2022-05-09 10:33:48

by Suthikulpanit, Suravee

[permalink] [raw]
Subject: [PATCH v2] iommu/amd: Set translation valid bit only when IO page tables are in used

On AMD system with SNP enabled, IOMMU hardware checks the host translation
valid (TV) and guest translation valid (GV) bits in the device
table entry (DTE) before accessing the corresponded page tables.

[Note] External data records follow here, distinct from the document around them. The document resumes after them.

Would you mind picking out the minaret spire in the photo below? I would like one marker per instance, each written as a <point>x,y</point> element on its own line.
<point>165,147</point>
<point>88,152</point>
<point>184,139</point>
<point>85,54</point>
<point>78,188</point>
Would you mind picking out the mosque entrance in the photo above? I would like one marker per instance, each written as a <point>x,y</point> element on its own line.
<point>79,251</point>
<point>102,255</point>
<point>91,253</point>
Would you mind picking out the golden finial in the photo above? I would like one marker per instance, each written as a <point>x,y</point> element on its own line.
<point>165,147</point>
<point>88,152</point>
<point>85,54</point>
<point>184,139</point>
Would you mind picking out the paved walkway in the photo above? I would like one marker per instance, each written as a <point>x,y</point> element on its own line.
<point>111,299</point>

However, current IOMMU driver sets the TV bit for all devices
regardless of whether the host page table is in used.
This results in ILLEGAL_DEV_TABLE_ENTRY event for devices, which
do not the host page table root pointer set up.

Thefore, only set TV bit when DMA remapping is not used, which is
when domain ID in the AMD IOMMU device table entry (DTE) is zero.

Signed-off-by: Suravee Suthikulpanit <[email protected]>
---
drivers/iommu/amd/init.c | 4 +---
drivers/iommu/amd/iommu.c | 8 ++++++--
2 files changed, 7 insertions(+), 5 deletions(-)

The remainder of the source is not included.